40. Swimming Pool (2003)
Francois Ozon's brilliant sexy mystery film. Charlotte Rampling is awesome as always. Ludivine Sagnier is incredibly hot. Almost a perfect film.
39. Sweet Sixteen (2002)
Arguably Ken Loach's masterpiece. Generally, Loach is better when focusing on the struggles of the working-class and avoiding the more directly political films. This story of a young man from a terrible family trying and failing to get his life together before he gets in real trouble in heartbreaking.
38. Silent Light (2007)
Carlos Reygadas' film about a Mennonite community in northern Mexico where a patriarch is cheating on his wife. Beautifully shot and the characters are respectfully portrayed despite their marginal religion. The opening sequence of the sun rising might be the best opening scene of any film during the decade.
37. Under the Sand (2000)
Another excellent Francois Ozon film, starring Charlotte Rampling as a woman whose husband walks into the sea and dies. Her inability to deal with the loss is one of the most powerful performances of the decade.
36. Persepolis (2007)
A good decade for animation, particularly from Pixar, but Persepolis is the best animated film from the 2000s. I think Pixar is fully capable of a truly great film, but I also don't think they have achieved that quite yet. Perhaps they are dealing with harder material because it is fantasy. But Persepolis' powerful portrayal of a girl escaping repression in Iran and her longing for home when in Europe created one of the best films from the decade's best year of film.
35. Letters from Iwo Jima (2006)
Clint Eastwood is a vastly overrated director, but he sometimes creates good films and this is his best of the 2000s. Far superior than its companion piece, Flags of Our Fathers, this is a fantastic character study of loyalty and a really sympathetic look at the men who killed so many Americans of Eastwood's generation.
34. The Diving Bell and the Butterfly (2007)
Arguably the best film ever made on a disability, Julian Schnabel's movie, based on a true story, about a man who suffered a crippling physical disability that kept his mind 100% intact but allowed him to only move one eye is both a powerful story on the best of people and an incredibly sad tale of a unfair break.

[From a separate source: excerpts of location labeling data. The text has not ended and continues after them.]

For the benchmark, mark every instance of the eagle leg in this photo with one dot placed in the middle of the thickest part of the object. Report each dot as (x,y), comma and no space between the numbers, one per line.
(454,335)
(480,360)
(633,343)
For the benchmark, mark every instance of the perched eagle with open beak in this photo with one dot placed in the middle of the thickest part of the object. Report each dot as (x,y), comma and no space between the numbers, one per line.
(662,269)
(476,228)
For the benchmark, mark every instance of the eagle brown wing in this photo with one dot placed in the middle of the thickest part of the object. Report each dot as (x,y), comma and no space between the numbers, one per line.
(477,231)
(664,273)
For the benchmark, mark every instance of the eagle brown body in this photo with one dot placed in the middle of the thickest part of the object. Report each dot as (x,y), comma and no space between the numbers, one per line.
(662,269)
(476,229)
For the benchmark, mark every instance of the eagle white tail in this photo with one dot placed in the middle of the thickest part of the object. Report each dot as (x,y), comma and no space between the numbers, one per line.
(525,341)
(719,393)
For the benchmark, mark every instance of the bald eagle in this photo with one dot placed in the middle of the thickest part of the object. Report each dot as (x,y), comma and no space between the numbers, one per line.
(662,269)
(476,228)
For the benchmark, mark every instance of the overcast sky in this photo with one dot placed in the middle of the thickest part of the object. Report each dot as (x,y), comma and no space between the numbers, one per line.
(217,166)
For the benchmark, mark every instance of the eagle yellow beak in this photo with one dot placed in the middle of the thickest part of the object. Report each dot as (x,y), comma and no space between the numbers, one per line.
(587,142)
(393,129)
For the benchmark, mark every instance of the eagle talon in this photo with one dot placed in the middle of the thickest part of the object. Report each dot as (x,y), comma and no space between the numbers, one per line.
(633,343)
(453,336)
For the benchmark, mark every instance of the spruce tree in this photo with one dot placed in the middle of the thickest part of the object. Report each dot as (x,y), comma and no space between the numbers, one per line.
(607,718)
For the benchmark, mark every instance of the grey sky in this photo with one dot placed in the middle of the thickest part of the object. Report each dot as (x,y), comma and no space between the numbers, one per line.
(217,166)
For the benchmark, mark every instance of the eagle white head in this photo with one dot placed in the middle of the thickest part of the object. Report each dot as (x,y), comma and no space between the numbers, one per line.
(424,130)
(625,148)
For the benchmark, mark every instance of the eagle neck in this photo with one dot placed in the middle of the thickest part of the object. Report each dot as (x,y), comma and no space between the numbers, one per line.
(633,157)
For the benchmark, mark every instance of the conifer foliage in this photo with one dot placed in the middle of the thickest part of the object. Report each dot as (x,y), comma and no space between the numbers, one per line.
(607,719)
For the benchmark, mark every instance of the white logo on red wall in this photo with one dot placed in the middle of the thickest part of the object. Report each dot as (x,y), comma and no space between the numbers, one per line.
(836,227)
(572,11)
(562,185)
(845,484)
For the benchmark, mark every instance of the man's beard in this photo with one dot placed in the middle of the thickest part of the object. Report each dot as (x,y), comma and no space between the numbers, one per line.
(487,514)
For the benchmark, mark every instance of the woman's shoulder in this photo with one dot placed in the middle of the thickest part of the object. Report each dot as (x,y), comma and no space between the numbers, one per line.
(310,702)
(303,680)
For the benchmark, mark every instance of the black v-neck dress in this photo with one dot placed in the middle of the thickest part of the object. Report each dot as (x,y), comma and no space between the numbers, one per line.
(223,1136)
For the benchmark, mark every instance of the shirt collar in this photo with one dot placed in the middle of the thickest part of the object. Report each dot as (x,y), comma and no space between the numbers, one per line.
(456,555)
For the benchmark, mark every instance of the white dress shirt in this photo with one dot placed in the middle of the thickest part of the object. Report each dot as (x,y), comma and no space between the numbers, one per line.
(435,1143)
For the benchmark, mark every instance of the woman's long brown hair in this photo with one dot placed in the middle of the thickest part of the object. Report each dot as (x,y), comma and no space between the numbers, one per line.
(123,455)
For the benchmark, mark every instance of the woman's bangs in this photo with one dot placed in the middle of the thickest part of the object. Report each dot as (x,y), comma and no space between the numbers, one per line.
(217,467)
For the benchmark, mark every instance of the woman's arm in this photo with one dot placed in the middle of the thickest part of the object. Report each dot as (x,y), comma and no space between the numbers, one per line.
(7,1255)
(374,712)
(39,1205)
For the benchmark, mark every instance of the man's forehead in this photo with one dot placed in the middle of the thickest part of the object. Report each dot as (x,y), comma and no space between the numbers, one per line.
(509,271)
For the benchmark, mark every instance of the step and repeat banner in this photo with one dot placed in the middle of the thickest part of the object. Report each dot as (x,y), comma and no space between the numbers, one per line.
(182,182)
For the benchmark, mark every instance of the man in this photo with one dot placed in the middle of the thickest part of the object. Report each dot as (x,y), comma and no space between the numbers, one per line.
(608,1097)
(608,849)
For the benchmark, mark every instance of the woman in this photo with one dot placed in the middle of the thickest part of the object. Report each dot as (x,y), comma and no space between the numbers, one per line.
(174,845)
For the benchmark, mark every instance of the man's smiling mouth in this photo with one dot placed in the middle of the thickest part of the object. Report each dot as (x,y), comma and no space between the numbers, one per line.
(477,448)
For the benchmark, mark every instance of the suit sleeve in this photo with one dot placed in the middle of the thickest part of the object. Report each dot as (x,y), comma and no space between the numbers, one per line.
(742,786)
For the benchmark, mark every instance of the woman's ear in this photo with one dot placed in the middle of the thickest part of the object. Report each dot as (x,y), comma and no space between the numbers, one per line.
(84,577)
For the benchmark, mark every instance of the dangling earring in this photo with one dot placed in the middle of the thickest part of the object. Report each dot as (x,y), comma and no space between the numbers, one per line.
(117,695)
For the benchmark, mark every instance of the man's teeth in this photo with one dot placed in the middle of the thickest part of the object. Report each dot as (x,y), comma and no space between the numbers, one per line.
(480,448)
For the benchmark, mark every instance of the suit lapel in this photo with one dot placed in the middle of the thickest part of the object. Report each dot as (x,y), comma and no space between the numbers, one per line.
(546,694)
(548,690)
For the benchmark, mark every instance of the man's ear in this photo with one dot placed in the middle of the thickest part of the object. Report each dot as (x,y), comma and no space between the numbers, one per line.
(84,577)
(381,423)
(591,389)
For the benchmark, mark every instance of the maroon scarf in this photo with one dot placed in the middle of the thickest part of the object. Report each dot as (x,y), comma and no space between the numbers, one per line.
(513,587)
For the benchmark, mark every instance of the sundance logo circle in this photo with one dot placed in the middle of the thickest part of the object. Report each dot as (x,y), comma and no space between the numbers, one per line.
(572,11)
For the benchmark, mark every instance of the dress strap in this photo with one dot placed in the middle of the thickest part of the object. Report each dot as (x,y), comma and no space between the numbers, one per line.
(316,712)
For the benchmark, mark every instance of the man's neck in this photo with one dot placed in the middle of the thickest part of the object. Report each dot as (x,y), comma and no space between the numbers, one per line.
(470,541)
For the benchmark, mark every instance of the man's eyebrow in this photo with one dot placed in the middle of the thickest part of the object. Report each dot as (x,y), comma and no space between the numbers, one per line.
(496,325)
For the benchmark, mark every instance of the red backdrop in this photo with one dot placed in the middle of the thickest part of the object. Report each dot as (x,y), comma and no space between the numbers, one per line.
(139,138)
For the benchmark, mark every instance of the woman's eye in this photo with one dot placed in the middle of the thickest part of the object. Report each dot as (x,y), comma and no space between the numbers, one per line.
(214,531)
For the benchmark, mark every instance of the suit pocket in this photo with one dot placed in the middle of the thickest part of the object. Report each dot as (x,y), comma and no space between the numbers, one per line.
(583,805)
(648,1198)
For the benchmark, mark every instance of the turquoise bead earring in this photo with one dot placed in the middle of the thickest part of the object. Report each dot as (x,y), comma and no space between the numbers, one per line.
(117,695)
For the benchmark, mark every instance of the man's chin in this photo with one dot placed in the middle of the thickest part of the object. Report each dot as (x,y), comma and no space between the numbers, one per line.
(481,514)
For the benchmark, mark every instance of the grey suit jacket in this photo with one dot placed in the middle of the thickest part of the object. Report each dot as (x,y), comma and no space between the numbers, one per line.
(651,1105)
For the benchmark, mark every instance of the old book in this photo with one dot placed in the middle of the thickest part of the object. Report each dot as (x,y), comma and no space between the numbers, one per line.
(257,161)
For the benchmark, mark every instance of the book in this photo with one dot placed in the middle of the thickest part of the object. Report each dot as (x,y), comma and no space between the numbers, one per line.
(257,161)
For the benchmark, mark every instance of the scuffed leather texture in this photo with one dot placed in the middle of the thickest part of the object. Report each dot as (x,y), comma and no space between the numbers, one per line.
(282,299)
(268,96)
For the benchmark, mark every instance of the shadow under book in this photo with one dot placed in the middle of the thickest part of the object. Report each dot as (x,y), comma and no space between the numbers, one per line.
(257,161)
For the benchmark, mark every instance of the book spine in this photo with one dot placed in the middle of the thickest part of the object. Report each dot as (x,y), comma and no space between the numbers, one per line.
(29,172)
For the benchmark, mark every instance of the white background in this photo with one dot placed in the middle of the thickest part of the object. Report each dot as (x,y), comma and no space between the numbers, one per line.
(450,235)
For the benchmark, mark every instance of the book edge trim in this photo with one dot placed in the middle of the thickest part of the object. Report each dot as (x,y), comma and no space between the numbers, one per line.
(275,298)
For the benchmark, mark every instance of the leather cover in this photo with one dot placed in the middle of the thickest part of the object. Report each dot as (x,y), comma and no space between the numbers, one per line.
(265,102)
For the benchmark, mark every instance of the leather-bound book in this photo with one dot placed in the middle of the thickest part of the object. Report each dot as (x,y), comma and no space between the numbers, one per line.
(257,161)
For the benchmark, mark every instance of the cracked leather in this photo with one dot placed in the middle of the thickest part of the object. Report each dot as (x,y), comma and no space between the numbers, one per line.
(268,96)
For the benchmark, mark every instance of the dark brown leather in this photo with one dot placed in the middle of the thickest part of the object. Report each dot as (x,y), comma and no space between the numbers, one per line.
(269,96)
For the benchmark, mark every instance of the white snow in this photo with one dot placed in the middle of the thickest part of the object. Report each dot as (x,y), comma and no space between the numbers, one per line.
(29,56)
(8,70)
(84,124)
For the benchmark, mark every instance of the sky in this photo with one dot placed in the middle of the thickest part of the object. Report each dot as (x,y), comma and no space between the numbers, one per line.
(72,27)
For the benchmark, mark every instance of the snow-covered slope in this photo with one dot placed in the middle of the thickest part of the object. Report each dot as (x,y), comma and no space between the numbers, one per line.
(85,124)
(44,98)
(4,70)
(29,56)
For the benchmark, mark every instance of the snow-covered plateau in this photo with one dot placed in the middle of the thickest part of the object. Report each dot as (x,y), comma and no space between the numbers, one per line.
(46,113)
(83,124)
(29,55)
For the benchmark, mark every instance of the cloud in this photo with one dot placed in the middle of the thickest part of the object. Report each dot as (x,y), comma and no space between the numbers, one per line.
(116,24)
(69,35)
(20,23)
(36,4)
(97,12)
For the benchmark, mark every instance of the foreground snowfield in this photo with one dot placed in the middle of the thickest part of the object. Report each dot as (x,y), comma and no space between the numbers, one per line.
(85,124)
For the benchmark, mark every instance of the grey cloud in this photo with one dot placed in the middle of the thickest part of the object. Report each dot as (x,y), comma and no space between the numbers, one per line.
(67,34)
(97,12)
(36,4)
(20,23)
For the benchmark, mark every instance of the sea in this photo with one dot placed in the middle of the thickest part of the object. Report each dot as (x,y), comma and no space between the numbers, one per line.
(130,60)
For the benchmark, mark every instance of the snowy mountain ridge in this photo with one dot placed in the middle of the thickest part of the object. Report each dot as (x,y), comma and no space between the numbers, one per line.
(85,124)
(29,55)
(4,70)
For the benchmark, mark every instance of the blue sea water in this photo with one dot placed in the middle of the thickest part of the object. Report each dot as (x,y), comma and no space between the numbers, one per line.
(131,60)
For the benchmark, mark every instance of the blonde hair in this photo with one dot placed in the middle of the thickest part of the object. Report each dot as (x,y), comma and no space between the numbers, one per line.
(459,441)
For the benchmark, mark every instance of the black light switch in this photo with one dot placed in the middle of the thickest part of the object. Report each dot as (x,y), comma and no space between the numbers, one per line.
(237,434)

33. George Washington (2000)
David Gordon Green's first film. Although Green has declined in recent years, his early films are fantastic. This superb character study of people in a North Carolina town was a great debut promising great potential. Some criticized this film for not talking about race enough, but this was completely unfair. Not every movie about the South has to address race directly, even if blacks and whites are hanging out all the time together.
32. Exiled (2006)
Possibly the decade's best gangster film, by the underrated Johnnie To, Exiled is about a gang and two sets of hitmen who are supposed to eliminate them. This film highlights the best of Hong Kong cinema--choreographed violence combined with a great story.
31. The Savages (2007)
Dealing with a dying parent is always difficult, particularly when you aren't close to that parent and the children are not so stable themselves. Tamara Jenkins tells this really depressing story with incredible humor, helped out tremendously by the great acting of Philip Seymour Hoffman and Laura Linney, with Philip Bosco as the father. First rate film in every aspect.